Updating the authentication path

Next, we demonstrate how to update a peer's authentication path when a deletion operation occurs. Consider a peer with leafIdex_peer and the authentication path as authPath_peer=[(H_0,GID_0), ..., (H_d, GID_d)]. Also, assume a peer with the leaf index of leafIndex_del is going to be deleted and has the authentication path authPath_del.

The update procedure is as follows:

  • calculate the indices of the altered nodes. Note that all the ancestors of the deleted leaf node get altered as the result of the deletion of that node, so we calculate the GIDs of its ancestors at level i = [0, ..., d=log(N)]
    • The GID of the deleted leaf is GID_leaf_del = leafIndex_del + (2^d) - 1
    • The GID of the ancestor (of the deleted leaf) at level i is GID_leaf_del_anc_i = floor( GID_leaf /(2^i)) (this is equivalent to shifting GID_leaf to right by i bits)
  • Lets A=[GID_leaf_del, ..., GID_leaf_del_anc_d] where d=log(N)
  • Find the intersection of A and authPath_peer i.e., nodes on the peer's authentication path whose GIDs belong to A. Once found, replace their hash values with the updated ones.
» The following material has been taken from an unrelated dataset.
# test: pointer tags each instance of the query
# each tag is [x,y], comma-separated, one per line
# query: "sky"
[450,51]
An example: Consider a peer holding leaf 6, with the authentication path authPath_peer=[(l,11), (g,7), (b,2), (a,1)] that recevies the deletion of leafIndex_del:2 with the authPath_del= [(h,8), (e,5), (c,3), (a,1)]
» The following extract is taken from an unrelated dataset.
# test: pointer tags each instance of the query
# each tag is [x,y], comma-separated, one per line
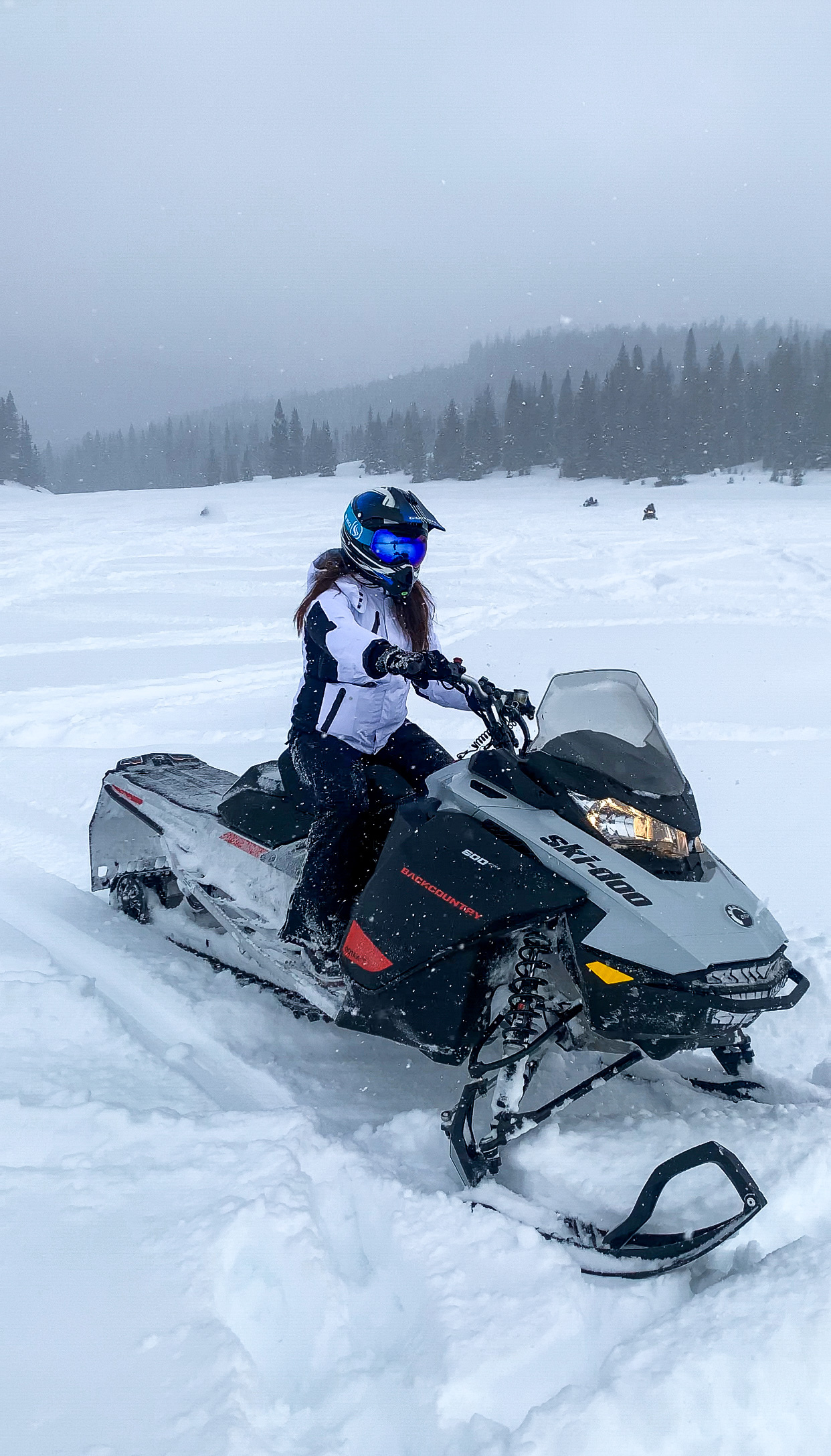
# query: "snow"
[230,1232]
  • Calculate the GID of the latered nodes, GID_leaf_del= leafIndex_del + (2^d) - 1 = 2 + 7 =9 thus A=[9, floor(9/2)=4, floor(9/2^2)=2, floor(9/2^3)=1]. Also assume the corrresponding altered hash values of the ancestors (corresponding to the GIDs in A) are i', d', b', a', respectively.
  • Among the latered node, GIDs 2 and 1 belong to authPath_peer hence the corresponding hash values must be updated to b' and a', respectively. Thus the updated authenticaon path is authPath_peer=[(l,11), (g,7), (b',2), (a',1)].

Simplification

We do not have to store the GIDs as part of the authentication paths. Instead, we can follow the following formula to calculate them on the fly. For a given leaf, we first calculate the GIDs of its ancestors (as we did before), then the siblings of the ancestors constitute the nodes on the authentication path of the leaf node, thus we shall find the GID of the siblings of the ancestors. Here is the formula:

For a given leaf, consider A[0], ..., A[d] to be the GIDs of its ancestors. The GID of the sibling of A[i] (excpet for i=d)is

  • A[i]+1, if A[i] is even
  • otherwise, A[i]-1

The sibling of A[d] is itself since it is the root

For example, for leaf2, its ancestors GIDs are A[0]=9, A[1]=4, A[2]=2, A[3]=1 and the GIDs of the nodes along its authentication path are 9-1=8, 4+1=5, 2+1=3, and 1.